SIN NOMBRE gets rave from Variety
Posted January 19, 2009
Sin Nombre premiered yesterday at Sundance with audience approval and, more importantly, a rave Variety review. Todd McCarthy, who can carve up a poor Sundance feature, leaving little but the bones and gristle, left little doubt about his feelings for this film:
A big new talent arrives on the scene with “Sin Nombre.” Writer-director Cary Joji Fukunaga’s enthralling feature debut takes viewers into a shadow world inhabited by many but noticed by very few -- that of Central American migrants making the perilous trip through Mexico to get to the United States border.
Congrats to the filmmakers.
"Queer Film at Sundance?" ask Anthony Kaufman?
Posted January 15, 2009
Anthony Kaufman’s blog today raises the question, “In the wake of Prop 8, will a new Queer Cinema rise at Sundance?” It’s a good question, and one that many will be asking in the next few weeks. As Anthony says:
Most of the filmmakers I spoke with seemed newly energized. And though some of their current films may not yet reveal the sort of groundbreaking approaches that once brought us auspicious debut films from Todd Haynes, Tom Kalin, Christopher Munch, and Gregg Araki in the early ‘90s, several filmmakers said they would likely take up the cause in further work. Whether those films are avant-garde (as advocated by Jenni Olson) or comical (as suggested by Madeleine Olnek), it remains to be seen.

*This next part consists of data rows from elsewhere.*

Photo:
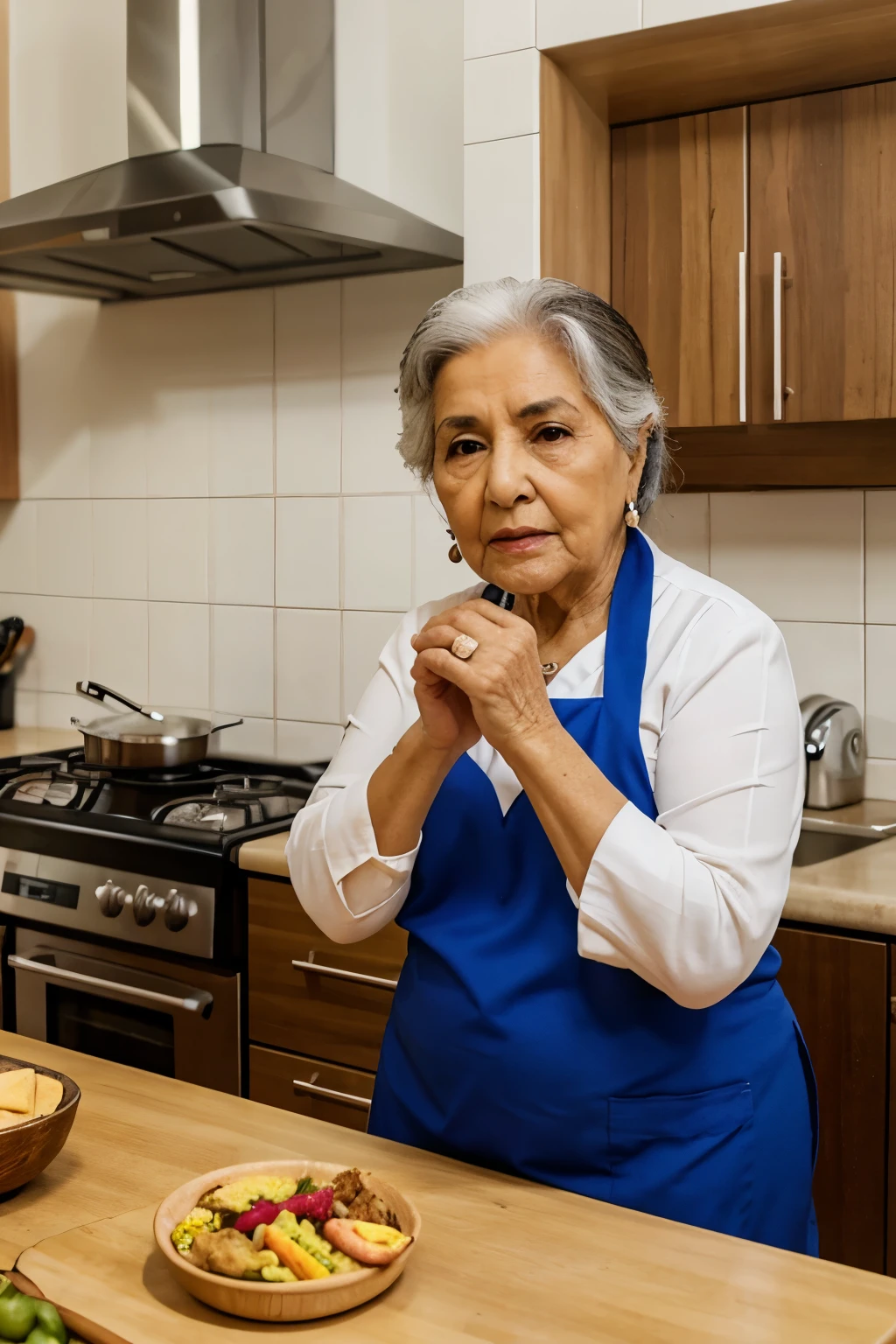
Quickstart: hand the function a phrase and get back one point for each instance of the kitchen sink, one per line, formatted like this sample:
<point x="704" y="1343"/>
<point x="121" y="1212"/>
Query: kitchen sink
<point x="828" y="835"/>
<point x="817" y="845"/>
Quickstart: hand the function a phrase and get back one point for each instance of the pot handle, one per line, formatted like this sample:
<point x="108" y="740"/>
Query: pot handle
<point x="220" y="727"/>
<point x="94" y="691"/>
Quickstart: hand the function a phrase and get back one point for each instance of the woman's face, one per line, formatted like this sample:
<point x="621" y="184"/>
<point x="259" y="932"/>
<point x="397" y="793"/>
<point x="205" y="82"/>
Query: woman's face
<point x="528" y="472"/>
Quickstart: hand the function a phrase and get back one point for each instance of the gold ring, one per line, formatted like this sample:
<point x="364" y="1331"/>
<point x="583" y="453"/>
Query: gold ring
<point x="465" y="647"/>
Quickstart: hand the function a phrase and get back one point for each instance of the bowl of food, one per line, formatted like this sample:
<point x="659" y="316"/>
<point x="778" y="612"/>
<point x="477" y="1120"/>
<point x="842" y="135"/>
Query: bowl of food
<point x="37" y="1112"/>
<point x="286" y="1241"/>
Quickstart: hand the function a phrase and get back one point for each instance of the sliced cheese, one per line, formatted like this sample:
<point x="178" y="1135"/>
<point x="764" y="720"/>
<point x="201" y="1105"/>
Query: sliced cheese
<point x="47" y="1095"/>
<point x="381" y="1236"/>
<point x="17" y="1090"/>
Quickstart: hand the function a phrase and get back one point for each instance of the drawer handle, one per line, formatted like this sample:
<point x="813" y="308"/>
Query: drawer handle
<point x="361" y="1102"/>
<point x="355" y="976"/>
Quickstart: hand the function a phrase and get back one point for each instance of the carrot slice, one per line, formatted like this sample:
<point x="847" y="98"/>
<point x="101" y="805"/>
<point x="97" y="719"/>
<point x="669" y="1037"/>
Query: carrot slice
<point x="290" y="1254"/>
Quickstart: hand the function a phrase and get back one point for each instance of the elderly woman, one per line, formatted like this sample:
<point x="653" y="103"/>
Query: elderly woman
<point x="582" y="809"/>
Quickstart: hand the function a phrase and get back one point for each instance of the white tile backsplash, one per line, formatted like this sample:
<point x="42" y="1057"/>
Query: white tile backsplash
<point x="680" y="526"/>
<point x="364" y="636"/>
<point x="308" y="553"/>
<point x="501" y="95"/>
<point x="826" y="659"/>
<point x="178" y="550"/>
<point x="120" y="549"/>
<point x="178" y="654"/>
<point x="880" y="556"/>
<point x="65" y="561"/>
<point x="797" y="554"/>
<point x="243" y="660"/>
<point x="376" y="539"/>
<point x="880" y="690"/>
<point x="241" y="551"/>
<point x="309" y="666"/>
<point x="304" y="742"/>
<point x="19" y="547"/>
<point x="501" y="210"/>
<point x="494" y="25"/>
<point x="309" y="394"/>
<point x="120" y="647"/>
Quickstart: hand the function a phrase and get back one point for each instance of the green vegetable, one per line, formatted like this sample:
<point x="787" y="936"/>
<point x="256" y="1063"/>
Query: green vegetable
<point x="278" y="1274"/>
<point x="18" y="1316"/>
<point x="50" y="1321"/>
<point x="198" y="1221"/>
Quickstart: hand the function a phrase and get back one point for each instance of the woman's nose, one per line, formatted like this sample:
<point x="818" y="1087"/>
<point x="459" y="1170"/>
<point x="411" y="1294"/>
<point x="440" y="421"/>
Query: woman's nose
<point x="508" y="481"/>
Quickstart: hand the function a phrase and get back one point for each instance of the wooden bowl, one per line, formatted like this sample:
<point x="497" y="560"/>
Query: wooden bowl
<point x="304" y="1301"/>
<point x="27" y="1148"/>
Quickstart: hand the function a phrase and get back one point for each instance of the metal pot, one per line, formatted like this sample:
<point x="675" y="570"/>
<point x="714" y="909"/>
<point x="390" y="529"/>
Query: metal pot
<point x="143" y="739"/>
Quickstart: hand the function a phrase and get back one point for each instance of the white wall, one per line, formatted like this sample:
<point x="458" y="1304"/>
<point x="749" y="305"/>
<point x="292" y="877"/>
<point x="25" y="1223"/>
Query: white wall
<point x="214" y="516"/>
<point x="822" y="564"/>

Gregg Araki: "Don't Slam Sundance"
Posted January 14, 2009
In a piece "Don't Slam Sundance," in the February issue of The Advocate, director Gregg Araki speaks eloquently about the fight against Prop 8 and the short-sightedness of a boycott of the Sundance Film Festival. He writes:
But more important, a Sundance boycott would end up being a profound disservice to the gay civil rights movement as a whole. I don’t think anyone can deny that visibility is a crucial aspect of our struggle for equality. And Sundance, with its mission to champion diversity, has always been especially supportive of LGBT films and filmmakers. My film The Living End, Todd Haynes’sPoison, Tom Kalin’s Swoon, Rose Troche’s Go Fish, Jim Fall’s Trick, and many, many more all had their premieres at Sundance. And the festival is not just about the snow, crowds, and agents running around schmoozing on cell phones. It’s also about the critical mass of media covering the event, which makes it a place where films and filmmakers can be discovered—so their voices are actually heard amid the miasma of popular culture. I’ve often said that the New Queer Cinema movement of the early 1990s wouldn’t have existed without the media writing about it—and Sundance is what brought those films, filmmakers, and journalists together in the first place.
2001's HAL turns 17 Today
Posted January 12, 2009
At Wired.com, John Scott Lewinski points out that today would be HAL's birthday––if the poor machine had survived. In his droning swan song, HAL sings," I became operational at the H-A-L plant in Urbana, Illinois on the 12th of January, 1992. To celebrate it's special day, Wired.com provides a list of 10 other evil computers, from The Ultimate Computer in Superman III to the the world-destroying Skynet system in The Terminator. You might want to add your own evil machines -- if your computer will let you.